Morphometric heart analysis. (A) Representative Masson’s trichrome-stained myocardial sections 3 weeks after treatment (n = 7 per group). Scar tissue and viable myocardium are identified by blue and red color, respectively. (B–E) Quantitative analysis and left ventricle (LV) morphometric parameters. *p < 0.05 when compared to control. #p < 0.05 when compared to the Fe-CDC group. Scale bar: 5 mm.

Figure 6

Magnetic targeting enhances functional benefit of IC delivery of Fe-CDCs. (A) Representative long-axis diastolic and systolic images at 3 weeks after treatment. The pericardium and endocardium are outlined with yellow and blue dotted lines, respectively.
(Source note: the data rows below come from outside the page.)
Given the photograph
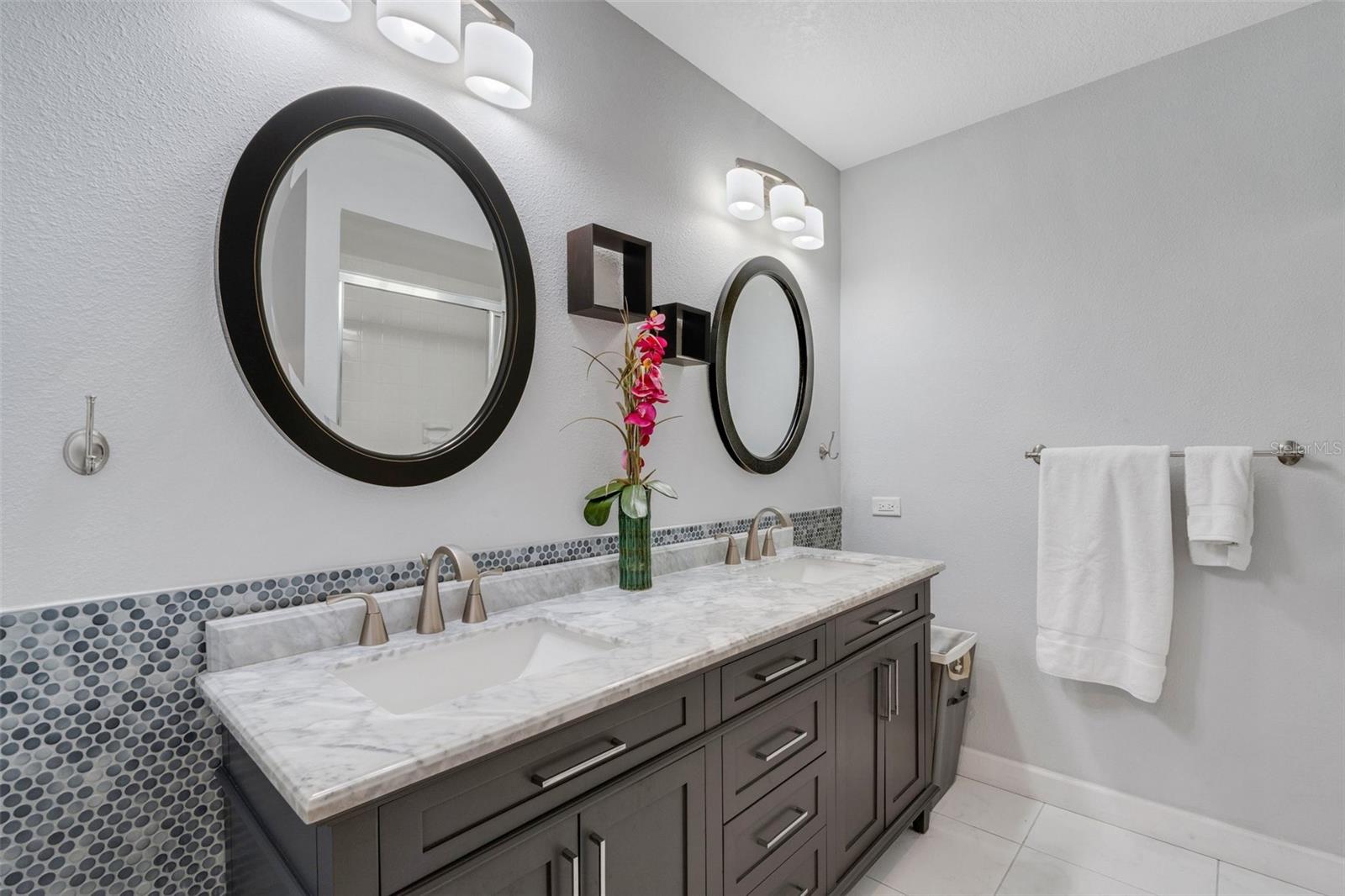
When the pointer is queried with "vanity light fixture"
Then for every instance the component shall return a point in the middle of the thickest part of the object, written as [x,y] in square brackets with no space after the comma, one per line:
[787,203]
[752,188]
[746,192]
[320,10]
[811,235]
[427,29]
[498,62]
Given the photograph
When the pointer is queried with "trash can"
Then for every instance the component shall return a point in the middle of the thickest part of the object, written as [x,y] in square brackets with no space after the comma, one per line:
[952,656]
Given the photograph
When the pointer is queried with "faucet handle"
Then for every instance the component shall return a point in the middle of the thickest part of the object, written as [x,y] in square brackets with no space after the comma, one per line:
[474,609]
[768,546]
[373,631]
[731,557]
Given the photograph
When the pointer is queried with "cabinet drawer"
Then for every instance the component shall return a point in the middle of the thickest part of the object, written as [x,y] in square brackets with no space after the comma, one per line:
[773,744]
[436,825]
[762,837]
[771,670]
[804,873]
[878,618]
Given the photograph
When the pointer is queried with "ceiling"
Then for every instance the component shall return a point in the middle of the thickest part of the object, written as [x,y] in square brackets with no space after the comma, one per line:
[858,80]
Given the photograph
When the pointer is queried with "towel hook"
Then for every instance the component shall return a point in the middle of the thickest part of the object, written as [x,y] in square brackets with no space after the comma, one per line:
[825,451]
[87,450]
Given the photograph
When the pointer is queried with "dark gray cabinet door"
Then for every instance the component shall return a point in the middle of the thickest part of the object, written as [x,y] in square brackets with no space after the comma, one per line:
[650,835]
[541,862]
[858,808]
[905,669]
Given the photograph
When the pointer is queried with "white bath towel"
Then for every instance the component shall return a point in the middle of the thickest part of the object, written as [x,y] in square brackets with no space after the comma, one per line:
[1105,567]
[1219,505]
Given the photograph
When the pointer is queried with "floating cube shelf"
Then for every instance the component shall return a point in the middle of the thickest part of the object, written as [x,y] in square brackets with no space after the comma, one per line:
[607,266]
[688,331]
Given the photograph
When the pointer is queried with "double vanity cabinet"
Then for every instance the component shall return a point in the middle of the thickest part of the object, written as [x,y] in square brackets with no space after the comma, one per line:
[782,771]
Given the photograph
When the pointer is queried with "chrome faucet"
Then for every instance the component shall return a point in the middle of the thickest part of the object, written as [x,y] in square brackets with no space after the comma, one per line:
[430,620]
[372,631]
[753,551]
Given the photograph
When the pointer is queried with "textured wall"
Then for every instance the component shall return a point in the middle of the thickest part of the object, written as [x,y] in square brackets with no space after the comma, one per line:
[1152,259]
[121,127]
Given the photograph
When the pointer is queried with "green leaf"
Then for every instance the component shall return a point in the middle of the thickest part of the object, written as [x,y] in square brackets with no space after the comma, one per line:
[603,492]
[598,510]
[662,488]
[636,502]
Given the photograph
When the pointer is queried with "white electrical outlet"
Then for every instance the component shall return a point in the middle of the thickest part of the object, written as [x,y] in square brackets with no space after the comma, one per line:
[887,506]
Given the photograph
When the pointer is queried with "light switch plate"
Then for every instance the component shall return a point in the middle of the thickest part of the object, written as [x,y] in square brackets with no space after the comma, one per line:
[887,506]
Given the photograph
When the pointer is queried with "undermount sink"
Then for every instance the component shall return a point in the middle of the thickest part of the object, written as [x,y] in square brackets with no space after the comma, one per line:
[419,678]
[809,571]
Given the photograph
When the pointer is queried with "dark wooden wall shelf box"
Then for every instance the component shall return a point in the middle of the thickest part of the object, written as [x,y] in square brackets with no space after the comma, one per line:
[636,272]
[789,768]
[688,331]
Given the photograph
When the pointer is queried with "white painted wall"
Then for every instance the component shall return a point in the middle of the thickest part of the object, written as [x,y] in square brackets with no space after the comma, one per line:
[1150,259]
[123,123]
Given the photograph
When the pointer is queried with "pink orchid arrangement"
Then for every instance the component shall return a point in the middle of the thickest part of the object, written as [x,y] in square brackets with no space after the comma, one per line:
[639,381]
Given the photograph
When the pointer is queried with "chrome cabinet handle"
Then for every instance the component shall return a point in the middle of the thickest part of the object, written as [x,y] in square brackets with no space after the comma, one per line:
[789,829]
[598,759]
[791,663]
[888,667]
[602,864]
[894,676]
[575,871]
[884,620]
[770,756]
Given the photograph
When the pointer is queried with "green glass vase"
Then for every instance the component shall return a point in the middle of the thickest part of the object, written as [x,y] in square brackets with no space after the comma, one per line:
[634,553]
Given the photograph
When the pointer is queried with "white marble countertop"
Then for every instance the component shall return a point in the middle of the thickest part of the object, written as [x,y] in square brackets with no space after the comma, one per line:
[327,748]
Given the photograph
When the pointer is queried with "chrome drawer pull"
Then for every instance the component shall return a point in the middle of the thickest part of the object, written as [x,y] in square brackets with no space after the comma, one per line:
[602,864]
[615,750]
[793,662]
[575,871]
[789,829]
[799,736]
[884,620]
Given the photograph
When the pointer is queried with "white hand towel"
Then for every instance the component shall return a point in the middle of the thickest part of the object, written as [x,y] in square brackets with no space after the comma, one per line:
[1219,505]
[1105,567]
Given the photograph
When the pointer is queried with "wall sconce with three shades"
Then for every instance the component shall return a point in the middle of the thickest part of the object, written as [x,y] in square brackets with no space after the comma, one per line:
[498,64]
[755,188]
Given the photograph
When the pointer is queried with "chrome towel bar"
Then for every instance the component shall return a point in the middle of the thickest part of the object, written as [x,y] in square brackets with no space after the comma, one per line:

LVVd, left ventricular volume in diastole; LVVs, left ventricular volume in systole. (B) Left ventricular ejection fraction (LVEF) measured by echocardiography at baseline and 3 weeks after cell injection (n = 9 per group). Baseline LVEFs were indistinguishable among the three groups. (C) Changes of LVEF from baseline to 3 weeks in each group. Values are expressed as mean ± SD. Scale var: 5 mm.

Figure 7

Engraftment and cardiac differentiation of infused CDCs. Animals were sacrificed 3 weeks after cell infusion (n = 5 animals per group) and representative heart sections were stained for DAPI, green fluorescent protein (GFP), α-sarcomeric actin (α-SA). (A, B) Representative confocal images from the Fe-CDC and Fe-CDC + magnet group. The Fe-CDC + magnet group had more GFP⁺ and GFP⁺ /αSA⁺ cells. This indicated that magnetic targeting improved long-term cell engraftment. (C) Quantification of GFP⁺ cells in the risk and normal region. (D) Quantification of GFP⁺ /α-SA⁺ cells. Scale bar: 100 μm.

Figure 8

Ki67-positive cardiomyocytes. Animals were sacrificed 3 weeks after cell infusion (n = 5 animals per group) and representative heart sections were stained for DAPI, Ki67, and α-sarcomeric actin (α-SA). (A, B) Representative confocal images from the Fe-CDC and Fe-CDC + magnet group. The Fe-CDC + magnet group had more Ki67⁺ /α-SA⁺ cells (green arrows and insets), indicating more cardiomyocytes were proliferative or newly formed. (C) Quantification of Ki67⁺ /α-SA⁺ cells. Scale bars: 100 μm.

Figure 9

Toxicity of iron administration. (A) Prussian blue staining revealed no evident iron clusters from the lungs, livers, and spleens in all three groups. No iron overdose caused by iron labeling and/or magnetic enhancement. Serum samples were obtained 3 weeks after treatment. Transferrin (B) and ferritin (C) levels were measured by ELISA. The values from all three treatment groups were indistinguishable (n = 3 animals per group). Tissue densities of CD68⁺ macrophages were identical among all treatment groups. Representative confocal images showing the presence of CD68⁺ macrophages from hearts excised at 3 weeks from the PBS control, Fe-CDC, and Fe-CDC + magnet groups. (D) Quantification of total CD68⁺ macrophages per low power field (LPF; n = 5 animals per group). The values from all three treatment groups were indistinguishable. Scale bars: 100 μm.